Put off by stale and corporate networking events (and in line with my Big Introvert Energy) I started to ask people I admired out for coffee, one on one. This was not only great ‘practice’ for pitching to clients but it also allowed me to get to know fellow business owners on a deeper level.
Once I’d met up with a few people I connected with (and a few I didn’t) we decided to create our own informal co-working group. This has been a lovely and affirming experience, that has not only benefited me professionally but enriched my life personally too.

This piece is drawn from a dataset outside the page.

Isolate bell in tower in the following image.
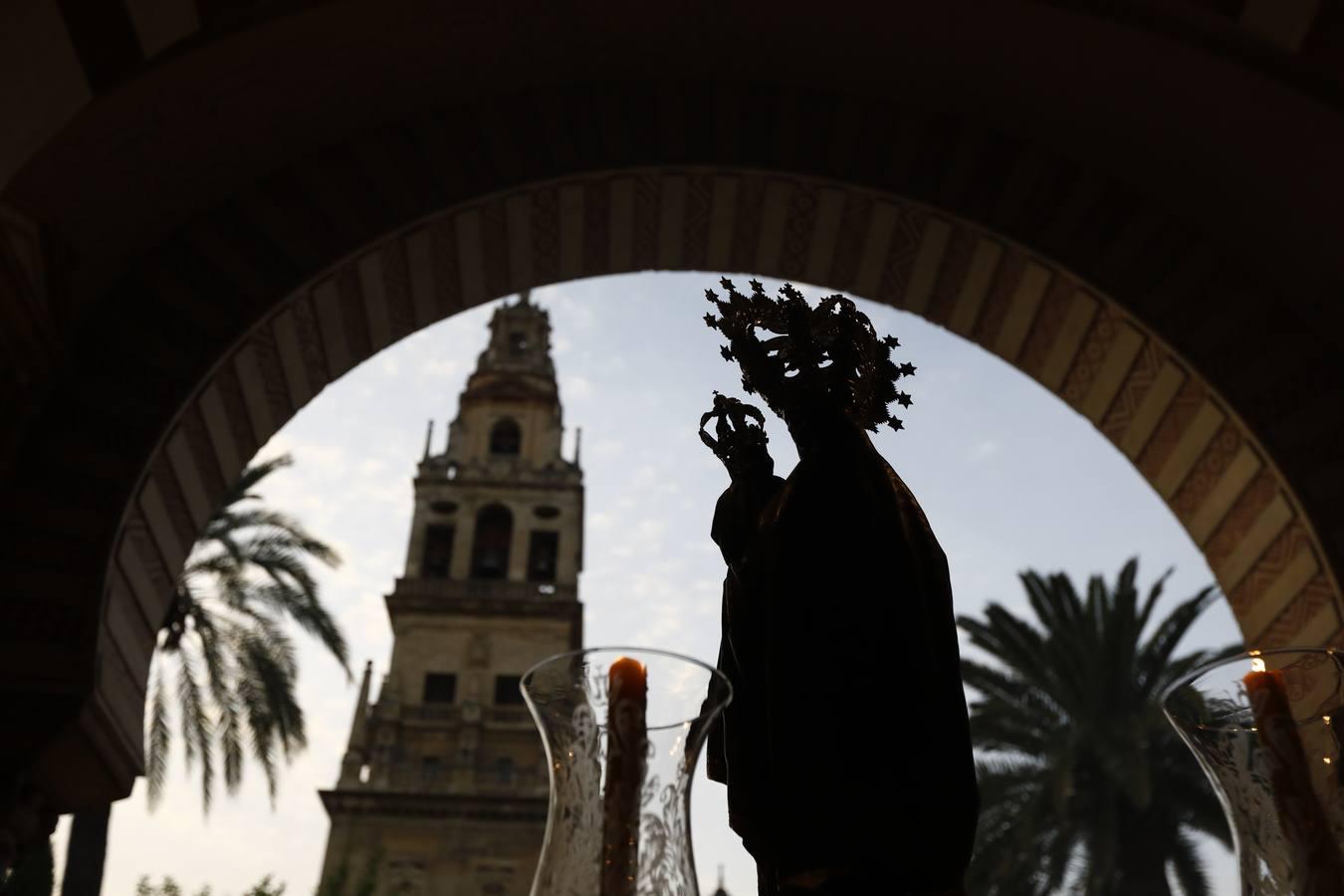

Bolstered by support from my new ‘squad’ I then felt more confident to attend some non-traditional networking events such as the Mama Meet and Market events and the Flock and Form events. Perfect for when you need a little TLC as well as handy contacts.
Old methods won’t bear new fruit
Feeling confident due to my new friendships, it was then time to turn my attention to…myself.
Chatting to fellow freelancers made me realise we’d all entered this new world with some emotional baggage. From tales of workplace harassment and maternity discrimination to the lovely mix of gaslighting and unprofessionalism I’d personally experienced, it’s clear that office life has negatively affected most of the people I know. Yikes.
Therefore the next awkward lesson I learned was… Let. That. Sh*t. Go. To truly thrive in freelance life, you need to find a way to process your previous experiences that enables you to move on. Whether that means weekly therapy sessions, journaling or sniggering at your previous workplace’s social media posts (okay, maybe don’t do that).
One of the best coping mechanisms I’ve developed is a positive, ‘can-do’ mindset. Instead of constantly moaning about my old workplace, I’ve made the conscious choice to learn from what happened there so that none of their methods or approaches creep into my business (for example, I was told by my old boss to ‘flirt’ with clients. Yep, really).
And after chatting with a friend about mentors, I now love the concept of learning from your ‘anti-mentors’ too. Don’t let a clueless boss or horrible manager from years ago impede your judgement today. Instead, ask yourself: “What can I do differently to them?”.
Embrace the unexpected
Shaking off the past, I was then able to look to the future. It was then I learned my last awkward lesson – going with the flow.
Once you’ve acknowledged that you will lose clients, have clients that won’t pay, earn more one month and less the next and won’t ever work a ‘normal’ day again… you’ll learn to fully embrace (and love) this way of life.
Understanding the fluidity of this lifestyle has been the one thing that always enables me to be kind to myself. So what if you decide to take on part-time work alongside your freelance work? Or switch up your service offering to increase your turnover? Freelance equals freedom and we wouldn’t have it any other way, right?